By the end of the episode, she’s rethinking this huge place she Aidan have purchased and also probably regretting selling her place to her cool downstairs neighbor, Lisette the Jewelry Designer, for fifty dollars. Aidan’s son, Wyatt, is 14 and has not been super happy with the fact that his dad keeps blowing off the family to fly to New York to be with his girlfriend every ten minutes. He gets into a fight with his mom, hitchhikes out to Aidan’s farm, drinks a bunch of beer, gets in Aidan’s truck, and wraps it around a tree. Big time broken bones (collar, legs), and Aidan has an absolute guilt-filled meltdown about how he failed his child. I don’t want to feel bad for him, but I do, because I have a horrible evolutionary trauma-induced reaction to other people crying. It makes me lose all sense of reason and dismiss every bad thing I ever thought about them. Goddammit! I hope Wyatt will be okay. I’ve been in that situation with my own dad, but without the drunk driving; it sucks. Also once Wyatt is healed I can go back to hating Aidan, and all will be right with the world.

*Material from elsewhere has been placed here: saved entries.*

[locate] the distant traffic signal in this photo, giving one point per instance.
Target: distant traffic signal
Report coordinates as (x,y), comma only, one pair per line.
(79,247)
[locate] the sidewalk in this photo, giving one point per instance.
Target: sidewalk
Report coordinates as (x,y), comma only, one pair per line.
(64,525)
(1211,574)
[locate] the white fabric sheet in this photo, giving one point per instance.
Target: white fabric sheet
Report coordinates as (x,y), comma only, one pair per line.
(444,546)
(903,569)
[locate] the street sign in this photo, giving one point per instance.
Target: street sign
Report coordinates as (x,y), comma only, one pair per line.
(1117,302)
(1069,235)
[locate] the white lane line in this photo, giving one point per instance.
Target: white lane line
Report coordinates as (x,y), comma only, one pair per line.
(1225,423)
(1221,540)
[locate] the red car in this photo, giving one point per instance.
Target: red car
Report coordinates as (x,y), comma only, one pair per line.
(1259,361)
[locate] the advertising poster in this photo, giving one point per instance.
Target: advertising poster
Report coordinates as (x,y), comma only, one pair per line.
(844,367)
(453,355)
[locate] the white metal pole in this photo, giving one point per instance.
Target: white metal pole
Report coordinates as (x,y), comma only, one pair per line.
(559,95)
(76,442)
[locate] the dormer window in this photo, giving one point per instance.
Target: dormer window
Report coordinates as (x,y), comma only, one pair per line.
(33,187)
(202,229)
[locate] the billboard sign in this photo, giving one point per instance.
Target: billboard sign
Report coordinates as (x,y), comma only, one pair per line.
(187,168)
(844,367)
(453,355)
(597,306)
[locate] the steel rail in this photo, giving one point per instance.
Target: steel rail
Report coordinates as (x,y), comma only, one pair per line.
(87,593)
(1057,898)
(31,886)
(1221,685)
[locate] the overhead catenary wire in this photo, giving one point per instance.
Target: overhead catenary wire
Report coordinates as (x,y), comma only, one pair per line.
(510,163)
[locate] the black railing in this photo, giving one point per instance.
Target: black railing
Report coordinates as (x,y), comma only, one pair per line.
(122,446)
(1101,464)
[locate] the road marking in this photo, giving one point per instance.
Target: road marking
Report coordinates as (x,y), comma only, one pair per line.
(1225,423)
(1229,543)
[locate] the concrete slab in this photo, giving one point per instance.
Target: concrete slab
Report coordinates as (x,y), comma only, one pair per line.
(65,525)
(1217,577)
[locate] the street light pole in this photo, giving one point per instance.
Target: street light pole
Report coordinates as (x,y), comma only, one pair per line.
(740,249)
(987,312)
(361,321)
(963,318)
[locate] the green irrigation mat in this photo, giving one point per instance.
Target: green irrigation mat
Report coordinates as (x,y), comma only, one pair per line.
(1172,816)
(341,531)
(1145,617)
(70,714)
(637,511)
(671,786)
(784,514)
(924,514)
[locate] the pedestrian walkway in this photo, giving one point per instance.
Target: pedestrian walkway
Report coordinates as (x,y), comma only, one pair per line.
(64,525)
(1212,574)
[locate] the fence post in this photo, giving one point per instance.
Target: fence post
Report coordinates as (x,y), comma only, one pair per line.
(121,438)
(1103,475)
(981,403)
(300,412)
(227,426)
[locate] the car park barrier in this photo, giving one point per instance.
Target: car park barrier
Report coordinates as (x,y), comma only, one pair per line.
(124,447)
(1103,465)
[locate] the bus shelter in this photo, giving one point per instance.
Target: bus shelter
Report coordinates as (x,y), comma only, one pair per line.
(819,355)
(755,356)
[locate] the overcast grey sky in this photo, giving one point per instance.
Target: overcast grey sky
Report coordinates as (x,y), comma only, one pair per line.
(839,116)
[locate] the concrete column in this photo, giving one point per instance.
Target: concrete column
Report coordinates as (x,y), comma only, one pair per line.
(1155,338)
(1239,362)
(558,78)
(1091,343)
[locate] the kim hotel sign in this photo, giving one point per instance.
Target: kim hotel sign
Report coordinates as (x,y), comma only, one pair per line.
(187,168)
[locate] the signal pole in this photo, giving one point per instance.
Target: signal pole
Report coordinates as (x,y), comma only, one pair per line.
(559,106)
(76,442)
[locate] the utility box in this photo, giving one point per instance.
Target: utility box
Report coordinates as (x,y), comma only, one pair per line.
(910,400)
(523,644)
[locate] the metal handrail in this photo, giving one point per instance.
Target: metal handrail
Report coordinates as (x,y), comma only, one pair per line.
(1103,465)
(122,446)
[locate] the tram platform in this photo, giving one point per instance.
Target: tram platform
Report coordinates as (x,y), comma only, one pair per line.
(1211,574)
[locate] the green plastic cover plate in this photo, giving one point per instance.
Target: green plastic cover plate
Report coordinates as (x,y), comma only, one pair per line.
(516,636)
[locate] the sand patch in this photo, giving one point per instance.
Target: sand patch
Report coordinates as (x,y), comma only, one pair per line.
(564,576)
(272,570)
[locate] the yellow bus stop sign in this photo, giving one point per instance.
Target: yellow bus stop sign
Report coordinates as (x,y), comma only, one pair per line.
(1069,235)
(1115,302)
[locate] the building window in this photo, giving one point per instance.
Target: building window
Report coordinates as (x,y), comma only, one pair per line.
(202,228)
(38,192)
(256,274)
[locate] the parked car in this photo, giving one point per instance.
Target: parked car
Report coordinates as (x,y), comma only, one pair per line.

Charlotte’s out here being a total boss at her gallery, selling extremely expensive art to actual Sam Smith, which is so impressive her co-workers want to take her out to celebrate. However! Her family has still not accepted that she is a career woman again, and they’re calling her nonstop at working asking her to bring forgotten notebooks to school, etc. She gets so fed up with their disrespect that she throws her phone into a pitcher of margaritas and when she gets home she yells at them that she was a WHOLE PERSON before she met/birthed any of them, and she’s gonna be a WHOLE PERSON again. Not just some side character mom/wife, thank you very much. Kristin Davis continues to steal this season for me.

Charlotte chats on the phone at her art gallery

Lisa Todd Wexley is having similar struggles with Herbert, but hers are exacerbated by the fact that she’s pregnant (and can’t have an abortion for some unnamed reason, which is weird). She yells at him in the night for not getting a vasectomy like she asked him to do after their last child. She’s so close to achieving a huge dream as a documentary filmmaker — how is she going to balance all this stuff and a newborn baby too? In the end, it becomes kind of a moot but heartbreaking argument, because LTW wakes up Herbert to tell him she’s miscarried.

At least things are going well for Miranda at work? Someone needs a W around here before we end this season. Oh, and speaking of endings: Stanford is a monk now. I don’t even want to get into it, but it’s a terrible send-off for Willie Garson, who died when the first season was filming. And just like that, it’s just incomprehensible!